# Crickets



## fowlmood77 (Jan 13, 2009)

As promised I have something to show for my efforts on trying to replicate a cricket. Not satisfied yet but here are my three that I have done so far. The first is a little blurry, but it is not my favorite anyway. I like the second one the best. Anyone have some suggestions for improvement I am all ears.


----------



## ben2go (Jan 13, 2009)

They look good to me.I bet they'd kill some pan fish and smallies.


----------



## G3_Guy (Jan 13, 2009)

Looks good to me too! Would love to try those in the rivers here in ETN.


----------



## fowlmood77 (Jan 14, 2009)

After looking at the pictures as well as real pictures, I have decided to "lay" the wings down to the body. Off to the vise once again.


----------



## Popeye (Jan 14, 2009)

Them Brown Trouts in Wiscoland would eat them up too.


----------



## fowlmood77 (Jan 14, 2009)

Allright this is it for tonight. I gotta get to bed. LOL


----------



## Captain Ahab (Jan 14, 2009)

they look really awesome

I woudl go crazy making those things and not being able to "test" them right away


----------



## Popeye (Jan 14, 2009)

Just go to your nearest BPS with a fish tank, grab a pre-rigged combo, tie on a cricket (or waht ever bait) and test them there.






You should get about 5 minutes worth of fishing before Jake and Bruno, the security guys, show up.


----------



## BassNBob (Jan 14, 2009)

Nice detail, awesome.


----------



## Nickk (Jan 14, 2009)

great pic Andy!
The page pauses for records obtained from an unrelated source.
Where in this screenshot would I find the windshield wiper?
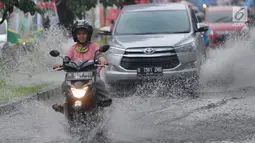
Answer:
[213,16,231,22]
[130,31,189,35]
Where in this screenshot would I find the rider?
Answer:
[52,20,112,113]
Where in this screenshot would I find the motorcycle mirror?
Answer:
[50,50,60,57]
[99,45,110,52]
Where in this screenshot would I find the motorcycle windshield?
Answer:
[73,59,93,67]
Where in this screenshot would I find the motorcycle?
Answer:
[50,45,109,123]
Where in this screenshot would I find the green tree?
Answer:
[0,0,44,24]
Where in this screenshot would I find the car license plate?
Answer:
[66,72,93,80]
[137,67,163,75]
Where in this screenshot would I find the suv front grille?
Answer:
[120,48,179,70]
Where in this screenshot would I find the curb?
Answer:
[0,86,61,115]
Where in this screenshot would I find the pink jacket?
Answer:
[66,42,102,72]
[66,42,99,61]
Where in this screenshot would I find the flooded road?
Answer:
[0,85,255,143]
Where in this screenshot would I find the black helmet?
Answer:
[72,20,93,42]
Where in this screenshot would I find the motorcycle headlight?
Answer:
[71,86,88,98]
[240,26,249,35]
[175,42,196,53]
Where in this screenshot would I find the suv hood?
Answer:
[111,33,191,48]
[208,23,245,31]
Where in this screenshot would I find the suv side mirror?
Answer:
[99,45,110,52]
[196,23,209,32]
[99,26,112,35]
[50,50,60,57]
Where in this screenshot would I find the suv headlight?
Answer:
[240,26,249,35]
[175,42,196,53]
[109,46,125,55]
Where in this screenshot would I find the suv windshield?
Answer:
[115,10,190,35]
[0,23,6,34]
[206,11,233,23]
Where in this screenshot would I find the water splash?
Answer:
[200,29,255,89]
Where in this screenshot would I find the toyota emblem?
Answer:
[143,48,155,54]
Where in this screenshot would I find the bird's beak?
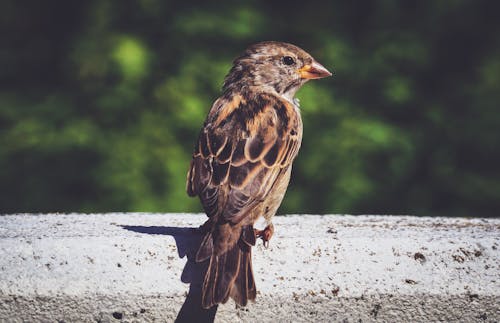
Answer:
[298,60,332,79]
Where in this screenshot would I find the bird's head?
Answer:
[223,41,332,101]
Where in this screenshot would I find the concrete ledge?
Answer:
[0,213,500,322]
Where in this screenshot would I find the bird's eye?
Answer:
[283,56,295,65]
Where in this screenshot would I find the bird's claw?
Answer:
[254,224,274,249]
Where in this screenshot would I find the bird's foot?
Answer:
[254,223,274,248]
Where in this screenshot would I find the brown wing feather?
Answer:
[187,96,301,223]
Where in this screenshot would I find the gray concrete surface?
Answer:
[0,213,500,322]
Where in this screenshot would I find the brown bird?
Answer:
[187,41,331,308]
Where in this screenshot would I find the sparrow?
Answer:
[186,41,332,309]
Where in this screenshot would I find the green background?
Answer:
[0,0,500,217]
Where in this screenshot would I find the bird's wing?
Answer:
[187,95,302,223]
Nice touch with the shirt.


Good looking crickets Fowlmood.

Check out these reallistic flies, they're unbelievable-or actually hard to believe they're not real actually.

https://www.grahamowengallery.com/fishing/more-fly-tying.html


----------



## FishinsMyLife (Jan 14, 2009)

Nickk"Check out these reallistic flies said:


> https://www.grahamowengallery.com/fishing/more-fly-tying.html[/url]


 I guarantee you'll catch more fish per fly with Fowlmood's flies. One fish (or tree behind you) and that fly is screwed

Good looking flies!


----------